Como lidar com pensamentos automáticos?

Abaixo, descreveremos um procedimento eficaz para aprender como identificar e gerenciar pensamentos automáticos negativos. Essas etapas são baseadas em três técnicas desenvolvidas por Beck: Rastreamento Automático do Pensamento, a Técnica das Quatro Perguntas e Teste da Realidade.

1. Escreva a situação, emoção e pensamento

Pensamentos automáticos negativos podem ser difíceis de detectar e trabalhar no início, então comece com uma técnica simples. Ao sentir uma emoção desagradável, como tristeza ou nervosismo, será usado como um sinal para registrar quais pensamentos ou imagens surgem. É aconselhável também observar em que situação eles ocorrem.

2. Identifique pensamentos recorrentes

Esses tipos de pensamentos tendem a ser bastante idiossincráticos, por isso é muito comum que cada pessoa repita certas mensagens. Ao registrar pensamentos automáticos, é importante prestar atenção que aparecem com frequência especial; assim, poderíamos detectar uma tendência ao catastrofismo ou perfeccionismo, por exemplo.

3. Avalie o grau de realismo

Assim que tivermos aprendido a identificar facilmente os pensamentos negativos, será hora de tornar o procedimento mais complexo. Uma estratégia muito útil é refletir friamente sobre a credibilidade que damos a esses pensamentos e avalie de 0 a 100. O objetivo é entender que, embora tenham parte da verdade, tendemos a supervalorizá-la a partir da emoção.

4. Posando pensamentos alternativos

Podemos usar o registrador de pensamento para propor mensagens racionais em substituição às automáticas; Isso é especialmente importante no caso de pensamentos recorrentes. Devo garantir que essas alternativas sejam realistas e não pessimista.

Assim, se frequentemente pensamos “Estou apenas dizendo bobagem”, uma mensagem alternativa poderia ser “Às vezes falo sobre coisas que não interessam muito aos outros”. Também podemos avaliar de 0 a 100 nosso grau de confiança nesses pensamentos racionais.

5. Substitua pensamentos negativos

À medida que normalizamos as etapas anteriores como estratégias diárias, será mais fácil substituirmos os pensamentos automáticos negativos por alternativas racionais; com prática podemos fazer isso imediatamente detectando pensamentos negativos. Isso nos ajudará a reduzir as emoções negativas que surgem delas.

6. Faça testes de realidade

Beck apresentou os testes de realidade como experimentos que testam hipóteses dos pensamentos automáticos mais relevantes.
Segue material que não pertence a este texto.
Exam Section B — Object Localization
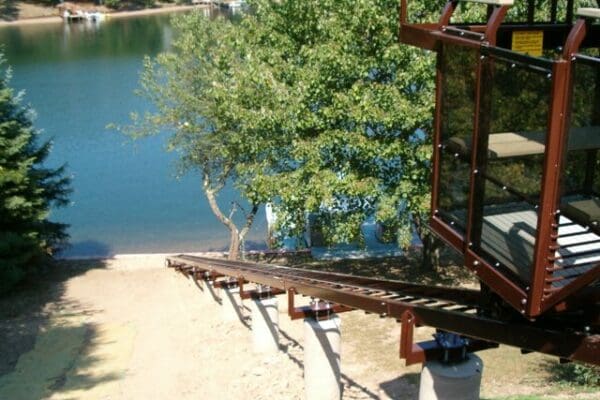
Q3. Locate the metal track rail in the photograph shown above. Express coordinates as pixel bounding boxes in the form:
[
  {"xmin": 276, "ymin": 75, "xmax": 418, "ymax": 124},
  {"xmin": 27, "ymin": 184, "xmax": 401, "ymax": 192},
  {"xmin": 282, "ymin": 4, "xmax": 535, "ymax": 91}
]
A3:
[{"xmin": 166, "ymin": 255, "xmax": 600, "ymax": 365}]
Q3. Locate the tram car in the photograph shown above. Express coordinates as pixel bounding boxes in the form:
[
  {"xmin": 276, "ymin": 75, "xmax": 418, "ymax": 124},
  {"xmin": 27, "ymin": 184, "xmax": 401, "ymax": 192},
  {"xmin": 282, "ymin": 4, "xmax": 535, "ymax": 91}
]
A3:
[{"xmin": 400, "ymin": 0, "xmax": 600, "ymax": 318}]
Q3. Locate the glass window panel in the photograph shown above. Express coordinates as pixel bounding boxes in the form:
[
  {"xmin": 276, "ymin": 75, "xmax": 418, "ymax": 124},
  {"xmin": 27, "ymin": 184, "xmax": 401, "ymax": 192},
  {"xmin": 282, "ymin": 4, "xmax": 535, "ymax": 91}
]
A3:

O tipo de teste dependerá do pensamento e da alteração que sofrermos. Nesse caso, também pode ser útil avaliar as expectativas de 0 a 100 antes de fazer o teste e avaliar o sucesso novamente depois.

Por exemplo, em um caso de fobia social, o pensamento “Não consigo falar com estranhos sem ficar muito nervoso ”, planejando breves interações com pessoas que não conhecemos (p. e. pergunte que horas são) e aumente gradualmente o nível de desafio.